Time period of a simple pendulum in a stationary lift is $$T$$. If the lift accelerates with $$\frac{g}{6}$$ vertically upwards then the time period will be
(Where $$g$$ = acceleration due to gravity)

The time period of a simple pendulum in a stationary lift is $$T$$. When the lift accelerates upward with acceleration $$\frac{g}{6}$$, the effective gravitational acceleration is altered.

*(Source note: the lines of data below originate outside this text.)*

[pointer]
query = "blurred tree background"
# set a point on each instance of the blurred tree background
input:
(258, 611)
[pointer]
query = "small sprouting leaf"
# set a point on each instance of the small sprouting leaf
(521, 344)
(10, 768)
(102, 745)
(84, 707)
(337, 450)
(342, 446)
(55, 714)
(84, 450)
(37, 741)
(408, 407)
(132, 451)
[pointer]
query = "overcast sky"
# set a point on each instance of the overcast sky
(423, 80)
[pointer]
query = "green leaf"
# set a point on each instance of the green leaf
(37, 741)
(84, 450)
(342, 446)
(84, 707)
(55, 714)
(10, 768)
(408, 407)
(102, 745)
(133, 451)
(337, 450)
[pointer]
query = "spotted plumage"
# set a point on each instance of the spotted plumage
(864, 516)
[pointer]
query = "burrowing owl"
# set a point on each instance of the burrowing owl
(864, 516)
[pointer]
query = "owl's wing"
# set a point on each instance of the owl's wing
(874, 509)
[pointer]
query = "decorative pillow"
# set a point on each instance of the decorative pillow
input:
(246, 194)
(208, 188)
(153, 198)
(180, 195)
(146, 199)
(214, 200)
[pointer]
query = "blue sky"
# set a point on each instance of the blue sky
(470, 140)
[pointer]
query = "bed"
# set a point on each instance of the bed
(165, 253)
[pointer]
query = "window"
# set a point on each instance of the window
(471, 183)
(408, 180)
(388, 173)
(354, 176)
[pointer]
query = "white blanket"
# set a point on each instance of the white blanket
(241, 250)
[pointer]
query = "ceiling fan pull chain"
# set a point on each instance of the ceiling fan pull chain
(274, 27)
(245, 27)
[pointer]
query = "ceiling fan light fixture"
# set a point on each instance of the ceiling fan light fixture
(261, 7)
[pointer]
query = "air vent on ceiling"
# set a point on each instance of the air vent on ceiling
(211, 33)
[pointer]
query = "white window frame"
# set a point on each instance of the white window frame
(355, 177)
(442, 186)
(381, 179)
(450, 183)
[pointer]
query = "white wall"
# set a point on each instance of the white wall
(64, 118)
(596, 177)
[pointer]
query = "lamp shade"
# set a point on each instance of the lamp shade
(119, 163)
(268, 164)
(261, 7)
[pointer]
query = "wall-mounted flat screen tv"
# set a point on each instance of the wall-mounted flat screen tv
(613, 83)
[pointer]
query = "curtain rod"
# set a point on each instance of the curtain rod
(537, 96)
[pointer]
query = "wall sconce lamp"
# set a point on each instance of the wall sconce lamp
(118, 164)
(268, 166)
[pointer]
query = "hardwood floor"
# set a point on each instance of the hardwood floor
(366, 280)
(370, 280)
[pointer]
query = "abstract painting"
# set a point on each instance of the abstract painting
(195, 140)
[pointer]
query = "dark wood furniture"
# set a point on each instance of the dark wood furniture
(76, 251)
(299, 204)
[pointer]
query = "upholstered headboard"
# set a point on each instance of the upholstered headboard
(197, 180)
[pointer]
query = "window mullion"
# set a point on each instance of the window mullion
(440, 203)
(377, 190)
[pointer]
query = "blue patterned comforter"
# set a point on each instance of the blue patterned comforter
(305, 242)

Initially, the time period is given by $$T = 2\pi\sqrt{\frac{l}{g}}.$$

Since the lift accelerates upward with $$a = \frac{g}{6}$$, the effective gravitational acceleration becomes $$g_{eff} = g + a = g + \frac{g}{6} = \frac{7g}{6}.$$

Therefore, the new time period is $$T' = 2\pi\sqrt{\frac{l}{g_{eff}}} = 2\pi\sqrt{\frac{l}{\frac{7g}{6}}} = 2\pi\sqrt{\frac{6l}{7g}}.$$ Dividing by the original period gives $$\frac{T'}{T} = \frac{2\pi\sqrt{\frac{6l}{7g}}}{2\pi\sqrt{\frac{l}{g}}} = \sqrt{\frac{6}{7}},$$ so that $$T' = \sqrt{\frac{6}{7}}\cdot T.$$

Hence, the correct answer is Option C.